Energy levels are specific states where electrons exist in an atom. According to the Bohr model, these levels are quantized, meaning electrons can only reside in specific, discrete levels. The energy of these levels is determined by the formula: \[ E_n = -13.6 \frac{Z^2}{n^2} \text{ eV} \] where \(E_n\) is the energy in electron volts, \(Z\) is the atomic number, and \(n\) is the principal quantum number that defines each energy level. For a singly ionized helium atom (He\(^+\)), \(Z = 2\). The energy levels are more tightly spaced than in a hydrogen atom due to the added nuclear charge. These levels determine the electron's behavior, such as the transitions where electrons jump from a higher energy level to a lower one, emitting or absorbing light in the process.

The visible spectrum is the part of the electromagnetic spectrum that can be seen by the human eye. It spans wavelengths approximately from 380 nm to 750 nm. When an electron in an atom transitions from a higher energy state to a lower one, it emits light at a specific wavelength. This wavelength depends on the energy difference between the two states.
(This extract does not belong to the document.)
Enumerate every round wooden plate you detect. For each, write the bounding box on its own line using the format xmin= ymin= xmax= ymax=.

If this wavelength lies within the range of the visible spectrum, the light emitted is visible to us. In the context of the Bohr model applied to helium, when electrons transition to the \(n_f = 4\) level, some of these transitions emit light in the visible spectrum. This can be calculated using the energy difference between levels and converting it to wavelength using Planck's constant and the speed of light. These transitions are visually represented as lines in the atom's emission spectrum.
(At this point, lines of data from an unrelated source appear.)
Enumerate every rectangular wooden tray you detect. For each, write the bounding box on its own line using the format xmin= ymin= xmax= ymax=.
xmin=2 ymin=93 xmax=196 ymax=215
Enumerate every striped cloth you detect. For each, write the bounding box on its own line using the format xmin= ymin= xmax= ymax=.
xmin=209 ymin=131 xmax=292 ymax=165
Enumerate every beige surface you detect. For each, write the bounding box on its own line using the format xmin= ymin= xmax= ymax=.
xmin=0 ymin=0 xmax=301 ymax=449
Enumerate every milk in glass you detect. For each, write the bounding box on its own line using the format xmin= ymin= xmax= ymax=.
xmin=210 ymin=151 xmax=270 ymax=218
Electron transitions refer to the movement of electrons between energy levels in an atom. In the Bohr model, each transition results in the emission or absorption of a photonic quanta, also known as light. The starting point of a transition is known as the initial energy level, \(n_i\), and the endpoint is the final energy level, \(n_f\). The formula for the energy difference \(\Delta E\) between these levels is: \[ \Delta E = \frac{hc}{\lambda} \] where \(h\) is Planck's constant, \(c\) is the speed of light, and \(\lambda\) is the wavelength of emitted light. When discussing electron transitions in singly ionized helium, we are often interested in how these transitions correspond to visible light. For example, an electron falling to the \(n_f = 4\) level from levels such as \(n_i = 5\) or \(6\) produces wavelengths in the visible spectrum, allowing these transitions to be observed with the naked eye. Understanding these transitions is key to grasping how elements emit unique spectral lines that can be used in chemical analysis and astrophysics.